I had a couple of friends come over to do the final mounting of the body, because it is difficult with the crazy turnbuckle arrangement to support the rear fenders.
This shows the turnbuckle and rods I've been talking about. Originally, the holes on the two sides were misaligned by about an inch and a half. Fortunately, I discovered this early on and fixed it.
This is a close up of the turnbuckle. Originally, it was supported only by sheet metal and the holes were naturally surrounded by stress cracks. I added the L-shaped brackets that are attached to the back side of the frame. These are 11 gauge steel with gussets for added strength.
Wow, this is starting to get exciting!
The trunk lid and steering column are installed and I'm in the process of installing the windshield, step plates, radiator, radiator shell and hood
The hood doesn't fit quite right, will have to work on that.
I must have spent 2 weeks fighting the hood alignment. Finally, with Fred's help, we brazed on two additional support brackets, which allowed me to get a decent alignment. Now to do a final install of the welt.
This alignment ain't too bad, and the high dollar rechrome of the shell looks pretty good too.
I had planned to make up an emblem using the ABC logo, but finally decided that since the car has been "Baby" for 87 years, I would keep this emblem that was originally on the car.
It now doesn't look half bad. It still needs some additional buffing on the finish, then wiring and some additional plumbing. The headlights are not yet mounted either.
In this view you can see the bracket I made for the tail and stop light and the license plate. These were original attached to the fender apron, causing stress cracks, now it is attached to the frame extension (see Chassis Restoration). The rear turn lights are yet to be mounted.
To get a more authentic look using the ABC logo, I made these gauge faces in a graphics program.
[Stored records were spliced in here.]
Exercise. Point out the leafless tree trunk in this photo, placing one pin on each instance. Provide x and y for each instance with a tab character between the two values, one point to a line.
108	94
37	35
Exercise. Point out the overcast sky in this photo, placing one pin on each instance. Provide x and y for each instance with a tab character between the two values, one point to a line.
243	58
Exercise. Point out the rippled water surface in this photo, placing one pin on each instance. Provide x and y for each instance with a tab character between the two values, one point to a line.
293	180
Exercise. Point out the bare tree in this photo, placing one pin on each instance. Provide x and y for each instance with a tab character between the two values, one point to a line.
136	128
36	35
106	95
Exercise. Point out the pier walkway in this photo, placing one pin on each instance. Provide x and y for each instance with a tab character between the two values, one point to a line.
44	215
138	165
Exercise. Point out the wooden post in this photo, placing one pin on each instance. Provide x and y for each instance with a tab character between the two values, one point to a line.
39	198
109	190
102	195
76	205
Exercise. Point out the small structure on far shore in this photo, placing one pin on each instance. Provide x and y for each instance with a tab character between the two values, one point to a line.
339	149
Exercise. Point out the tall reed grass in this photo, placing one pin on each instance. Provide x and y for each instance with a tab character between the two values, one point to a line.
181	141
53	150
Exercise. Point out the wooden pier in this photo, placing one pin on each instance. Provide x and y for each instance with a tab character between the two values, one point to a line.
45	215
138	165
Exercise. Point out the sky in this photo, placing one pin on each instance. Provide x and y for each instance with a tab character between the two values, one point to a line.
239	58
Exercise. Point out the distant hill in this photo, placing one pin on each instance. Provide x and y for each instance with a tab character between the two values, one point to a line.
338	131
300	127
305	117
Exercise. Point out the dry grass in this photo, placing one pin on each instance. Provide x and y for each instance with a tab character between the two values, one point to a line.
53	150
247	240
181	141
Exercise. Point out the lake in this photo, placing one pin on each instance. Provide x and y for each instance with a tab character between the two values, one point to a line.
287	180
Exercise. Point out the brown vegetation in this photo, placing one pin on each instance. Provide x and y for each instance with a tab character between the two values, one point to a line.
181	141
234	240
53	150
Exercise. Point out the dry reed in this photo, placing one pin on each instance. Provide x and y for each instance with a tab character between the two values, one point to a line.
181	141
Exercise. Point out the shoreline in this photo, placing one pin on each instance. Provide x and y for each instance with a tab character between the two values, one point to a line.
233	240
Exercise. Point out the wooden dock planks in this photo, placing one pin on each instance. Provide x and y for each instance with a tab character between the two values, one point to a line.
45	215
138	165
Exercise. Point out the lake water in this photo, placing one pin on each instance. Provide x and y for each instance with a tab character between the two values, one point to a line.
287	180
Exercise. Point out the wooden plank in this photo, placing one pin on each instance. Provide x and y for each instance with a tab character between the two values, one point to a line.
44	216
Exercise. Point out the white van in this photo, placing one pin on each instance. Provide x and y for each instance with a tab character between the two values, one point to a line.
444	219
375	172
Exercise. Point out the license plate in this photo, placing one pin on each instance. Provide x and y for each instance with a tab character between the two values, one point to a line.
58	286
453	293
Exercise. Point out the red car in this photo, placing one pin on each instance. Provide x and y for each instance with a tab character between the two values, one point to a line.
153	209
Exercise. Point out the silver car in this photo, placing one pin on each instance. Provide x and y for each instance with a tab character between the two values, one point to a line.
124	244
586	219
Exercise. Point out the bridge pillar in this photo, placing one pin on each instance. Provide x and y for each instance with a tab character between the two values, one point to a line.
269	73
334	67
They were printed by a local sign company. For the fuel pressure gauge I couldn't find a new low pressure gauge with the right look, so used this oil pressure gauge off an old Dodge. The car originally had a remote radiator filler, so it had to have a temperature gauge. This face was patterned after one on an old International Harvester gauge.
Final test fit of the dash. My days of lying on my back to work on under dash wiring are over, so I set this up so it could be unfastened by removing about 6 screws, allowing access to the wiring on the back. The mixture of brass together with chrome (or nickel) results because the 1923 body was originally mounted on a 1914 chassis.
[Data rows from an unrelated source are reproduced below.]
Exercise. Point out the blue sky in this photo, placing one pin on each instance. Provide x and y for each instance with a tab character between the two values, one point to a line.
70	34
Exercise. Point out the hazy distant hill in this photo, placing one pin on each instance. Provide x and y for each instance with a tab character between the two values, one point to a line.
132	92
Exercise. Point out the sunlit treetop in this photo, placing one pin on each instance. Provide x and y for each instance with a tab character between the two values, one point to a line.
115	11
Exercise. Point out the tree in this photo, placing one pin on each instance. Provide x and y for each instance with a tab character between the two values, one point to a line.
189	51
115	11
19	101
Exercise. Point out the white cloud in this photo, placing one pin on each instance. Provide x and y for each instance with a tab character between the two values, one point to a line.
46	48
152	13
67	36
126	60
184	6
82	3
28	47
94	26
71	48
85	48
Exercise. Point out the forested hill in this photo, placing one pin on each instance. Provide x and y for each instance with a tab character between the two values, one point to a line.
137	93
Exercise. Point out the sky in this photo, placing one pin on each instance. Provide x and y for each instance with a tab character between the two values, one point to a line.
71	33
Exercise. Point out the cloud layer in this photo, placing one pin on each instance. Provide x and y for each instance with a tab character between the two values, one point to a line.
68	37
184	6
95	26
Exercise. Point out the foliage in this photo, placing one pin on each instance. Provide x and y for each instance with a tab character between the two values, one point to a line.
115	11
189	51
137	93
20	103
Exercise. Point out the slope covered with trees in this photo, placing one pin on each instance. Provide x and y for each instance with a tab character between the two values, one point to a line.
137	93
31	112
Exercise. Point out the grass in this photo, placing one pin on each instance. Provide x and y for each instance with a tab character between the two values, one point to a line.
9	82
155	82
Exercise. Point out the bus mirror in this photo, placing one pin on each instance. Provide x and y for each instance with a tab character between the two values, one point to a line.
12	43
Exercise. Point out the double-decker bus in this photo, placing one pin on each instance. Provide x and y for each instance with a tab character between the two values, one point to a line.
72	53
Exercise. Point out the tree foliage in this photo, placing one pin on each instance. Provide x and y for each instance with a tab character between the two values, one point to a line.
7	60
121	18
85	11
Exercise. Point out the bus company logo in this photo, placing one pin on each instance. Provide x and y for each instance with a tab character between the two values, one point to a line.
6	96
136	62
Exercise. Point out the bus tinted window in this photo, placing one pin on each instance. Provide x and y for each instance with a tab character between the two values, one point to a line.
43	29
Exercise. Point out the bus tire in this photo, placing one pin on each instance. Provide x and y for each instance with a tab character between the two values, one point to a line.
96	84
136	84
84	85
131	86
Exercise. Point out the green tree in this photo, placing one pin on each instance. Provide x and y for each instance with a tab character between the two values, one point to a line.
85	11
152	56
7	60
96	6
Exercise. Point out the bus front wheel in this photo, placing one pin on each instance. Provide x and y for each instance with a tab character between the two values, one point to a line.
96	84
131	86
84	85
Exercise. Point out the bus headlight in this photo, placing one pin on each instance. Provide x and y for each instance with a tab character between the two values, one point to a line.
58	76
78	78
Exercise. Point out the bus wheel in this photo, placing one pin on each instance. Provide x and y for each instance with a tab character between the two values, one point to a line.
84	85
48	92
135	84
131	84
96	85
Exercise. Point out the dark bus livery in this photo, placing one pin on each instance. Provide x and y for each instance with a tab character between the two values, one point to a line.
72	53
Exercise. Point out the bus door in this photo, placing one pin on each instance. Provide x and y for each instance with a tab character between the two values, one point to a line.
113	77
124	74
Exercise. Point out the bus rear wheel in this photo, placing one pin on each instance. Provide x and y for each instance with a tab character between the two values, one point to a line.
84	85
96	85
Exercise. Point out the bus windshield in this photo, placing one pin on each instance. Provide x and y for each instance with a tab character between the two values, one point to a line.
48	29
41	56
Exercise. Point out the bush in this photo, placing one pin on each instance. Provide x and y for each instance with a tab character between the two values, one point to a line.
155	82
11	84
These photos were taken just before the "Maiden Voyage" to the Speedster Reunion in Lincoln, NE, June 15-18, 2011. Note spare tire carrier which was fabricated.
The period air pump to pressurize the fuel tank is installed here. This gas tiank is high enough it is not normally needed, except for maybe a steep hill with a low tank
I was rewarded for my efforts on this car with the 2011 Speedster of the Year Award from the Speedster and Racer Hall of Fame
I still have a long list of improvements to make, like the construction of a top, but it now runs and drives. I had several friends involved with trying to get it to run well. We blamed the Winfield carb a lot, but it turns out our problems were part due to ignition (Yeah, we've all heard the saying) and valves that like to go out of adjustment. It now drives quite well. It made about 50 hp at 3,000 rpm on a chassis dyno at the speedster reunion. That's about three times the power of a stock Model T. It ain't like driving a normal Model T.